Premium advertising in the print media goes to English publications. When people have money to spend, they defect from their mother tongue to English. Everyone wants to earn more money, they will want to imitate the habits of the elite, who wear Fab India ethnic and converse only in English. The current fetish with English Medium destroys learning and creativity, produces unemployable graduates and sets Indian languages on an inexorable course of destruction. What is the alternative? Teach kids in their own mother tongues. Produce world class textbooks, translate them, by all means, from English, for all levels, and revamp the teaching of English as a second language.

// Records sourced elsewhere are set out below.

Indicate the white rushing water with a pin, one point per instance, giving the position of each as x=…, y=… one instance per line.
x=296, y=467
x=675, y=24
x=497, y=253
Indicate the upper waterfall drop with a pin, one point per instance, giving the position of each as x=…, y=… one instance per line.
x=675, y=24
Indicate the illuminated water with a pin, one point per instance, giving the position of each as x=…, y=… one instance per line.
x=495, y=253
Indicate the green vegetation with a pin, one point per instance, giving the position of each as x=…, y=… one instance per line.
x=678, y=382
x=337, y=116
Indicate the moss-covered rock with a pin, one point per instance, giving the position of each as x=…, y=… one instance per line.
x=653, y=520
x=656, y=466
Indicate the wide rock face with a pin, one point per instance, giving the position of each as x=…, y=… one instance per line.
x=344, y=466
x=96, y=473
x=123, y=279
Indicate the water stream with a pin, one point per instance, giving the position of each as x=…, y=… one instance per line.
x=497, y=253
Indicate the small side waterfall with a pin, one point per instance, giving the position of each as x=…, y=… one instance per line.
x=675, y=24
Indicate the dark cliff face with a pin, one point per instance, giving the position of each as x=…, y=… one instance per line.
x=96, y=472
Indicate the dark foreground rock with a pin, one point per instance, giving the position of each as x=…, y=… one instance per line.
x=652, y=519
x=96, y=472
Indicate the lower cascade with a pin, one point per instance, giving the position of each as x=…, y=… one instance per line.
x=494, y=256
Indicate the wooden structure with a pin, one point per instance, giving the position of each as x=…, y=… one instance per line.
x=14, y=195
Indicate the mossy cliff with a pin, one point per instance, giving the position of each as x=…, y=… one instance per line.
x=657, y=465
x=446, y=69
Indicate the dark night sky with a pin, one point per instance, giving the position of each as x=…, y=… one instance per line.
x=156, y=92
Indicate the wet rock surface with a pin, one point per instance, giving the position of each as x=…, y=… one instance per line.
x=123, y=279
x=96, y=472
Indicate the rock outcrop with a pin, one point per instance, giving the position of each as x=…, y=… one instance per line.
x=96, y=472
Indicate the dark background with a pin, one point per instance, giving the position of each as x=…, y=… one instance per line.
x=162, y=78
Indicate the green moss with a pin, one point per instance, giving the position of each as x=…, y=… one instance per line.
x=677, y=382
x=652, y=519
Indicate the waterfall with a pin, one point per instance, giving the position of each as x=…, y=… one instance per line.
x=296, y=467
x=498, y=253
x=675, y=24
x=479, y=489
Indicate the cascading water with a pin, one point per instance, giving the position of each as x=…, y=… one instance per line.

With a proliferation of television channels in all languages and the coming spread of wireless broadband, use of multimedia to expand the scope of teaching English to cover speaking is not difficult at all. (Disclosure: I studied in Malayalam all through school and how I speak English is an endless source of amusement for my two Delhi-brought up, deracinated children).

English itself will be the biggest beneficiary from Indians deciding to teach their young in their mother tongue while also teaching them English separately and thoroughly.

Can Indian languages lend themselves specialised registers required for academic rigour in varied disciplines? But of course. In Europe, the language of science used to be Latin, till science and society got democratised. Many Latin terms continue to be used in science. Indian languages can continue with Latin and English for technical terms instead of going for long-winded artificial coinages. If Korean and Swedish can deal with microelectronics and Abba, there is no reason why Indian languages cannot.

Indians need to be multilingual, and they can be. Learn English, we must, but in a manner that does not kill off Indian languages, children's ability to comprehend or even English itself. Stop bristling, please.